Alledia.com had a really great six year run. But, I’ve moved everything over to steveburge.com. I moved for several reasons:

1) Urgency. OSTraining traffic is going up, up, up. Visitor numbers are way, way higher than this time last year. I need to move as many sites off that server as possible.

2) Business. “Alledia” isn’t really me any more. It’s a company and one that has very little to do with open source. Alledia Inc. runs AppalachianTrail.com, LakeLanier.com and LakeAllatoona.com. For practical reasons related to #1, we couldn’t use Alledia.com, but the business is now at Alledia.net.

3) A Fresh Start. The Alledia.com old site was full of 10 years of accumulated junk. It dated back to a Mambo installation from 2003 and had been migrated through a couple of domains and Joomla versions until reaching Alledia.com where it grew and mutated for six more years. It was a mess.
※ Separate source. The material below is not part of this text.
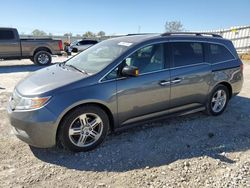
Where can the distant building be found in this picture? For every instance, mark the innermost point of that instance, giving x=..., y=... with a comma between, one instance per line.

4) Clarity. Finally, the purpose of both sites is a lot clearer now:

  • Alledia.net can fully represent the Alledia business.
  • steveburge.com can fully represent me and my ramblings.

Over time I’ll try to move as many of my usernames as possible from alledia to steveburge. This site is a big first step.

Welcome to my new digs!

Housekeeping note: All the old content and comments are here. The URLs are also the same, so all incoming links should still work.